Where lower-court judges pored over Mr. Trump’s campaign statements and perused his Twitter account looking for evidence to use against him, the Supreme Court took the president’s executive order at face value.

“The Supreme Court treated this like a normal case, like a normal executive action. So certainly this has to affect — probably not all judges, but certainly some,” said Ilya Shapiro, editor-in-chief of the Cato Institute’s Supreme Court Review.

He said that could set the stage for a return to the posture of the Obama years, when many of his actions were challenged in court but were greeted with seriousness by the judges who heard the cases — what legal scholars have come to call the “presumption of regularity.”

“I don’t think we’re there yet,” Mr. Shapiro said. “The [president’s] constant tweets — not just about immigration but lots of things — feed the fire of the resistance.”

Mr. von Spakovsky called the Supreme Court ruling “a slap in the face” to the judges who ruled against the broad swath of the president’s immigration plans.

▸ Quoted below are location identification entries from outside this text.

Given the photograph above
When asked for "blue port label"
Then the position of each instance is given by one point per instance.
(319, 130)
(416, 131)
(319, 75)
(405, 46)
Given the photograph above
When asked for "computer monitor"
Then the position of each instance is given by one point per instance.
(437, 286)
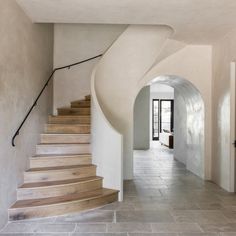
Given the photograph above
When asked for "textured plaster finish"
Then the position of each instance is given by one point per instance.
(117, 75)
(189, 125)
(25, 63)
(194, 21)
(142, 120)
(73, 43)
(194, 64)
(180, 130)
(223, 54)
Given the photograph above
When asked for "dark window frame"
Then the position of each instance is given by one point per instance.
(155, 138)
(171, 116)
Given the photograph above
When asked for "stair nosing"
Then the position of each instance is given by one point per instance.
(57, 185)
(46, 169)
(68, 202)
(60, 156)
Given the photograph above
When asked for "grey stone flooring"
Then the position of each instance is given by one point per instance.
(164, 199)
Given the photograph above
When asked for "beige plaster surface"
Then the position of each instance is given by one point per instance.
(25, 63)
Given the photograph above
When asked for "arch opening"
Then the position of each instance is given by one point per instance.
(189, 128)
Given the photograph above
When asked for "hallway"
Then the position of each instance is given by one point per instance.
(163, 199)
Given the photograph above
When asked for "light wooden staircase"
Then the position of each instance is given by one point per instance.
(62, 178)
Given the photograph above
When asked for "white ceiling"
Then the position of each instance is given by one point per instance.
(194, 21)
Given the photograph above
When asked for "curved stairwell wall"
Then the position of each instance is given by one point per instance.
(107, 148)
(138, 56)
(117, 76)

“These judges are clearly hoping these cases don’t get appealed, don’t get to the Supreme Court, because if they do, they’re going to get overturned,” he predicted. “The lesson to them is they need to quit making political decisions based on the fact they don’t like the president and his policy, and start making legal decisions that follow binding precedent.”

Some analysts said the key part of the Supreme Court’s ruling was showing deference to the president’s national security decision-making. The justices said his judgment had to carry weight, particularly when it came to people who don’t have a connection to the U.S. and therefore don’t have constitutional rights to be weighed.

The court will hear broader arguments in the travel ban case in October.

Mr. Leopold said he initially saw the ruling as a loss for immigrant rights advocates, but after rereading it he concluded it’s a major win for his side and a slap at Mr. Trump.

“This is a rebuke,” he said. “They weren’t harsh in their words. It was very professional … But if you read between the lines, they basically say, ‘No, no, we’re not going to defer to you on national security here.’”

He also said the ruling is much more limited in empowering Mr. Trump than it might seem and that few people will be snared by the part of the executive order that the court revived, targeting those without close connections to the U.S.

But on Wednesday evening, the State Department issued a new set of visa guidelines to U.S. embassies on the six affected countries that was much narrower than immigration advocates might have hoped.

Refugee agencies argue that most refugees already in the pipeline have close connections because their names have already been forwarded for placement in the U.S. Immigrant rights advocates said anyone with a job offer, a relative living in the U.S. or who are part of a school program will also be exempted.

Advocacy groups said earlier Wednesday that if they thought the president was being too stingy, they would head back to the courts and likely the same lower-court judges who first ruled against Mr. Trump.

Mr. Leopold said that, far from being chastened, those judges will now feel emboldened by the Supreme Court.

“I think it stiffens the spine because they’re looking at this and they’re basically being upheld on the injunction,” he said. “Those judges have not been overruled.”